At this point, there are three situations that will result in change requests for the product. First, if an item is both not used by the product and not described by the requirements, you will likely want to create a deletion request for this item. Second, if an item is used by the program but not included in the requirements, you will need to speak with the team to determine whether the item should be added to the requirements, or removed from the program. Third, if an item is described by the requirements but not used by the program, in this case you need to determine whether the program is to be adjusted to use the item, or whether the item and the requirement for the item both need to be dropped.
Step 4: Ensure they are tested
This last step seems obvious at first, but it plays an important role when you have fairly open requirements. When a requirement allows many items to be added to a product, normal testing of the requirement may only result in one of these items being tested. This step is where you formalize the inclusion of all of these items into the testing process.
A common area in this regard is that of examples, or samples. Typically, the requirements don't specify every example that will be shipped with the program, and the examples end up being a collection of those created for testing requirements, debugging the application, or showing off the GUI. Here it is important that you really want to make sure all the examples demonstrate correctly what they are supposed to, and that each example meets the quality standards of your product.
It is clear that the first few iterations of this process will likely be the most difficult; it is a daunting task to go from tracking zero assets to the thousands, or even tens of thousands of assets in a reasonably sized project. Don't be aggressive in your first attempts; instead, concentrate on tailoring the technique to your needs and creating the tools you will need to track this work. With each iteration, you can improve your tools and the level of detail you track. It should be clear that a simple editor with one EXE, a few DLLs, and some examples is not going to require the same effort or tools as a modern real-time strategy game with some 40,000 image files. In the latter case, you are advised to try to integrate this technique into your standard asset management process (late reconciliation may be too costly for your project).

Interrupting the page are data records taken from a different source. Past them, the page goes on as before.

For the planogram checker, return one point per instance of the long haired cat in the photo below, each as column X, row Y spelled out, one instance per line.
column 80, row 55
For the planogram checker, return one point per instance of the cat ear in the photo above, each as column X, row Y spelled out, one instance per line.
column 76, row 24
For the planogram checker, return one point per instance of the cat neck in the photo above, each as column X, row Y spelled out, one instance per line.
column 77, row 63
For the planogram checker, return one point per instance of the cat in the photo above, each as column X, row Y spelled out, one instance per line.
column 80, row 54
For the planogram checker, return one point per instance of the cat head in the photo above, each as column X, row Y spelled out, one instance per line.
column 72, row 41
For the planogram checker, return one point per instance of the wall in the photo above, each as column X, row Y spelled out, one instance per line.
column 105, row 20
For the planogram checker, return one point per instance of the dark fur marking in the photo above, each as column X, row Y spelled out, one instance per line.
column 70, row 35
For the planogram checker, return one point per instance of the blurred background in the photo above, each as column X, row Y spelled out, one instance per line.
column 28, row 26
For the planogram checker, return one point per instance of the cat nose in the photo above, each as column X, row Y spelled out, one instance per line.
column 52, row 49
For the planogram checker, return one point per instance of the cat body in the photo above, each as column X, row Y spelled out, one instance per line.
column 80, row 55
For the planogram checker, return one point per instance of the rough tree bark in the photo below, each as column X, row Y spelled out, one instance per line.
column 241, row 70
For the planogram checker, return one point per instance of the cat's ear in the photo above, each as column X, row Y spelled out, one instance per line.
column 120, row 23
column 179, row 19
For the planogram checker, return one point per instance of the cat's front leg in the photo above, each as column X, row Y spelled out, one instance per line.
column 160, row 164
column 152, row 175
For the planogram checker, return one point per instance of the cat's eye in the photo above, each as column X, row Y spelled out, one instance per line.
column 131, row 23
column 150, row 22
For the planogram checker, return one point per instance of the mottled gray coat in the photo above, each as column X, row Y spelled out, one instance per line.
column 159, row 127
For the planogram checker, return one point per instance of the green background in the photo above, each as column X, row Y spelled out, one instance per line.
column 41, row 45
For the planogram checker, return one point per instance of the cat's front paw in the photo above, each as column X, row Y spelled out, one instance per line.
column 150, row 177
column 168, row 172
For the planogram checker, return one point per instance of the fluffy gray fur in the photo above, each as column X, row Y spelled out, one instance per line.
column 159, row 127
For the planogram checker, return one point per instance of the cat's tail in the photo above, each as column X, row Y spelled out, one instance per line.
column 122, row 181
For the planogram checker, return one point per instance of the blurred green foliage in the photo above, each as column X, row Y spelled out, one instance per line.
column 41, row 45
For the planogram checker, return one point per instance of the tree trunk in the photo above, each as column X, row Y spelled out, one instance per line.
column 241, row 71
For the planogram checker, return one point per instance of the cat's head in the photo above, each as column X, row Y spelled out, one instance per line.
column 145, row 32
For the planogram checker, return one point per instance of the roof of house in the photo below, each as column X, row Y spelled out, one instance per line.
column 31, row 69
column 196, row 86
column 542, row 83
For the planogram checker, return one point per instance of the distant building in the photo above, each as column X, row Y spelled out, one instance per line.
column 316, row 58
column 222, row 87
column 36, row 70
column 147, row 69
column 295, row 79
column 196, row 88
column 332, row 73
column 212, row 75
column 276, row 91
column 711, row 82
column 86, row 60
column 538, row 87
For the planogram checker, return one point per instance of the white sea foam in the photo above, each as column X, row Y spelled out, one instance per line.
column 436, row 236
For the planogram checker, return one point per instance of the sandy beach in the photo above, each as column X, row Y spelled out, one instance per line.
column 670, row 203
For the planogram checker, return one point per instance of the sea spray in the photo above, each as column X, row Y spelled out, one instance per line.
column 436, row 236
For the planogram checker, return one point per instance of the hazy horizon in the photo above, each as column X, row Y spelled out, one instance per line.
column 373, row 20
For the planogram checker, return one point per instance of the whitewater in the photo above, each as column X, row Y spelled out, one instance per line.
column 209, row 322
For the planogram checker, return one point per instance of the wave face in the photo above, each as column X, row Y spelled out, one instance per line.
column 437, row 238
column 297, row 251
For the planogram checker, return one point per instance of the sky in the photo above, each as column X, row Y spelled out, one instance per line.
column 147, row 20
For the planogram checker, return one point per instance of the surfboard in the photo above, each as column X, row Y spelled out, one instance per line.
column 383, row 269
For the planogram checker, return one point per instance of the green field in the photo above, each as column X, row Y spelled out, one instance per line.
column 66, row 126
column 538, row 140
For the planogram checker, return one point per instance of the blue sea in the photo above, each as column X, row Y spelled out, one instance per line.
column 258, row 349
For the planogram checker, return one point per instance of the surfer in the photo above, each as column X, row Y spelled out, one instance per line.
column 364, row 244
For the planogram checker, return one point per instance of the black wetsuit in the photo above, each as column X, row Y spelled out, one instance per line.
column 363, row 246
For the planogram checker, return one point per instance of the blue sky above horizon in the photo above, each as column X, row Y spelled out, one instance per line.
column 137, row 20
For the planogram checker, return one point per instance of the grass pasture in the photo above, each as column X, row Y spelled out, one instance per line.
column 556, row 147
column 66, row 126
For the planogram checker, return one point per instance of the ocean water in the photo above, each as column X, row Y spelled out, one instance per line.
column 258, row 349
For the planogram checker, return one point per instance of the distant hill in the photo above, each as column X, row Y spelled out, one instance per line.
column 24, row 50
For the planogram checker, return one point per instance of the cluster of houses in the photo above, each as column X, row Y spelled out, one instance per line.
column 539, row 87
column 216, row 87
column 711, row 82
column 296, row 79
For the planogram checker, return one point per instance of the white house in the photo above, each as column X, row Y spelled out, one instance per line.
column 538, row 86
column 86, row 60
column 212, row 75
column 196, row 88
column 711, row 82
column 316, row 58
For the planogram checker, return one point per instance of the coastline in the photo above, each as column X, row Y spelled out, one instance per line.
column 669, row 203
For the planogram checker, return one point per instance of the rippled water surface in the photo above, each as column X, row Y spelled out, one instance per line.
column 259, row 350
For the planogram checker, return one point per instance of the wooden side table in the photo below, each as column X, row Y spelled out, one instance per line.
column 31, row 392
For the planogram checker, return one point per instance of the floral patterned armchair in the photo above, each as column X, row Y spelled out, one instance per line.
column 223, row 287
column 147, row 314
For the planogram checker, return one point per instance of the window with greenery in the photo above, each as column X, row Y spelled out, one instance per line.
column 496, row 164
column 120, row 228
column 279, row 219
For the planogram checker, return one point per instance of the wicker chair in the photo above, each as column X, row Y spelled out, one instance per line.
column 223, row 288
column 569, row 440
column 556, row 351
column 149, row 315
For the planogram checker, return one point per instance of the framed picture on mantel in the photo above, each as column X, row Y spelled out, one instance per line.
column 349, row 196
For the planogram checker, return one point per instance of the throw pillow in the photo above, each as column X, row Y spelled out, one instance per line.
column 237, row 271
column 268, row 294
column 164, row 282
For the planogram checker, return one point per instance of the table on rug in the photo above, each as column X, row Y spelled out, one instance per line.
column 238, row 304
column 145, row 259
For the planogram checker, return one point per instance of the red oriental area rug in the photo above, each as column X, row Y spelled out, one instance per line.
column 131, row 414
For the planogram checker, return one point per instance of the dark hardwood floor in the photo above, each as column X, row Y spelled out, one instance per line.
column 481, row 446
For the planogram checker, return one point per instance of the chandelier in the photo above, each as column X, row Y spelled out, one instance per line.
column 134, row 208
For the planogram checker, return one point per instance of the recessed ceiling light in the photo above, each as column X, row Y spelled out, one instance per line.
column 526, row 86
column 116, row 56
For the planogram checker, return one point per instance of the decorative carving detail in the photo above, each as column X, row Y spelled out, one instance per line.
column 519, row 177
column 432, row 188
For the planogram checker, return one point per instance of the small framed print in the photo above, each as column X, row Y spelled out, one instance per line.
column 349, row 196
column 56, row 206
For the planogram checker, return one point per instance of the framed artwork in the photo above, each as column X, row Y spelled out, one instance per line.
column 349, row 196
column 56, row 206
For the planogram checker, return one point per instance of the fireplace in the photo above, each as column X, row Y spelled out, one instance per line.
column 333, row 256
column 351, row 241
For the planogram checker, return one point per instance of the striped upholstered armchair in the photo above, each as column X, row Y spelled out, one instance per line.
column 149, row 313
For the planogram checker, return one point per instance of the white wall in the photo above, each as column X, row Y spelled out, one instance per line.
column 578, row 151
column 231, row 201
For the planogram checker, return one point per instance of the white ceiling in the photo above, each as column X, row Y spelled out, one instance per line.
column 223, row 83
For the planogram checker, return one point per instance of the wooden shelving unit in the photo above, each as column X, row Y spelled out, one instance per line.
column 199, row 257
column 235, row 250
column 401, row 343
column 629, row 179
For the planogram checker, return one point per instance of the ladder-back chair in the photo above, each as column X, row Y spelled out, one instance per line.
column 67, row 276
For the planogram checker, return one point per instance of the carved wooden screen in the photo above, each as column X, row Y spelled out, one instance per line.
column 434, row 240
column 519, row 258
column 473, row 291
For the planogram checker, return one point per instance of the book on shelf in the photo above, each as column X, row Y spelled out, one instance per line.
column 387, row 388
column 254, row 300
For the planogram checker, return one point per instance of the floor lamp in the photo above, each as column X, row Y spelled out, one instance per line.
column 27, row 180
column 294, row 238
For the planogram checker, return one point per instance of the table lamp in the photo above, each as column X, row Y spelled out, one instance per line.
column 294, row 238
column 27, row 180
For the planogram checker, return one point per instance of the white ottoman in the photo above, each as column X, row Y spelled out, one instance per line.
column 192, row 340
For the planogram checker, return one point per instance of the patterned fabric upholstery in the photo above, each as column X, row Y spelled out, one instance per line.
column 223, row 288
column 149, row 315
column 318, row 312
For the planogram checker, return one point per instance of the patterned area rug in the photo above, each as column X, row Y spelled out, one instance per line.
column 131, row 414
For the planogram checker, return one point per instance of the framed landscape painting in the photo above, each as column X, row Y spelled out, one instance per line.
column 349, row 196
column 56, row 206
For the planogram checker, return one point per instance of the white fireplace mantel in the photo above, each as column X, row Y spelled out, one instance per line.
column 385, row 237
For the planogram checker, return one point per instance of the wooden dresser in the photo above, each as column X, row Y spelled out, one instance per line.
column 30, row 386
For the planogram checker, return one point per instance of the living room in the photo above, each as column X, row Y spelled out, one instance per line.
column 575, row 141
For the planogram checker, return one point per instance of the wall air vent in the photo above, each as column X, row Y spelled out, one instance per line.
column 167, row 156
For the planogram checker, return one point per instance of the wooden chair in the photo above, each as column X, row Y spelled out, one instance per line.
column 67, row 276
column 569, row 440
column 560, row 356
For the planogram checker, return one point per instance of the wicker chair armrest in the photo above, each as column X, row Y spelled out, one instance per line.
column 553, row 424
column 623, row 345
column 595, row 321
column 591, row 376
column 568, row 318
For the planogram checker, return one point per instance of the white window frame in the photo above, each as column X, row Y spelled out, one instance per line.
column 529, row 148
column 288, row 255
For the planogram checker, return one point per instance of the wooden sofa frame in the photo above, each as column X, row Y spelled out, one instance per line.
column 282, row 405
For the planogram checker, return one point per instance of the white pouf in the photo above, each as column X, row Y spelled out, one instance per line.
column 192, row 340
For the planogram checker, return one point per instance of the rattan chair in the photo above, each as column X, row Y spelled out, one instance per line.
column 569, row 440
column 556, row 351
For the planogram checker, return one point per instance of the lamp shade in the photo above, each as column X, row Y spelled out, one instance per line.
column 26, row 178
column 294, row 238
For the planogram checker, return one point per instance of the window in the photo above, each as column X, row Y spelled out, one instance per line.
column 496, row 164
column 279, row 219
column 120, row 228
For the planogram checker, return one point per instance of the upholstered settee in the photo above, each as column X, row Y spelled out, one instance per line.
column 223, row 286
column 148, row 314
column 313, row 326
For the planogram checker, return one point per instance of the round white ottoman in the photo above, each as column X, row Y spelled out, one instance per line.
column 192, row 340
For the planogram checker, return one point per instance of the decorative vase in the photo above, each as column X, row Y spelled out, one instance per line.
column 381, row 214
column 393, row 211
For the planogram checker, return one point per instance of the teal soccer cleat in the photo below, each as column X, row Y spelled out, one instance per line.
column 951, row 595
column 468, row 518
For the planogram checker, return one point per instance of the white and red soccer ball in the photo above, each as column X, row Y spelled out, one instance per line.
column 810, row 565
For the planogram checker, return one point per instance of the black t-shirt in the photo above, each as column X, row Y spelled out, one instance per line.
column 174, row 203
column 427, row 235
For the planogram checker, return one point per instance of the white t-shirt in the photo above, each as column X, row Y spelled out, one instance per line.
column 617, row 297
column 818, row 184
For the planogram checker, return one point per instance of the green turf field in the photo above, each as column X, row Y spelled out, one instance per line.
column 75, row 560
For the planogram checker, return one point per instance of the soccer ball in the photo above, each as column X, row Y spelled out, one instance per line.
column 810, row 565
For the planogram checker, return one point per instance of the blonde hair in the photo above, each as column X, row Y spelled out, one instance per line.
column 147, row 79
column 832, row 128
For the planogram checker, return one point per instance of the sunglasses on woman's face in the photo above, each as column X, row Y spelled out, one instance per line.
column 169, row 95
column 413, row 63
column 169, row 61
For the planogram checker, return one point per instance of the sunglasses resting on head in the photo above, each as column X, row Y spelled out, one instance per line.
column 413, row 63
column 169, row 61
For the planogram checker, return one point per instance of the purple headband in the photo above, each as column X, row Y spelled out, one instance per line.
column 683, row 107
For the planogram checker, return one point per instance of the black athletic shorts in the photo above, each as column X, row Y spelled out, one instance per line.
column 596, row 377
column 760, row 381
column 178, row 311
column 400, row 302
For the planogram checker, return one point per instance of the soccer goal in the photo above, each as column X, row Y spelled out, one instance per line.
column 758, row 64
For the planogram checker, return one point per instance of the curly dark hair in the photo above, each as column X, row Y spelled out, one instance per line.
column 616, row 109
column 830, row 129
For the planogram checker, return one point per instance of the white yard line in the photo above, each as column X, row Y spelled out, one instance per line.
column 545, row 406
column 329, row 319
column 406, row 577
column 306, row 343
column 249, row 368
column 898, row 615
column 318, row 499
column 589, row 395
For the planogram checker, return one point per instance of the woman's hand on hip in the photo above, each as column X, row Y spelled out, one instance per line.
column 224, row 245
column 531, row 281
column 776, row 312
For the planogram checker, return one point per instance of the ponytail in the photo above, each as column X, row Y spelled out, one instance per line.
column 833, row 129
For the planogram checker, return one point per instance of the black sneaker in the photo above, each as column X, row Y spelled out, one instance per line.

The simplest form of this process does not require any other changes in development or testing. You can implement this over several weeks, or months, and not worry that it might interfere with your existing process. Once you've started, the confidence you have in your product should improve. You can feel more secure that there aren't any hidden aspects of the program left untested, or that some spurious library isn't going to cause the program to crash. Ultimately, this gives one more little boost to product quality.
(Note: This process does not replace asset management, rather it is best seen as the quality control process for asset management. Use as much information as possible from your asset management system–it may reduce the workload of this activity.)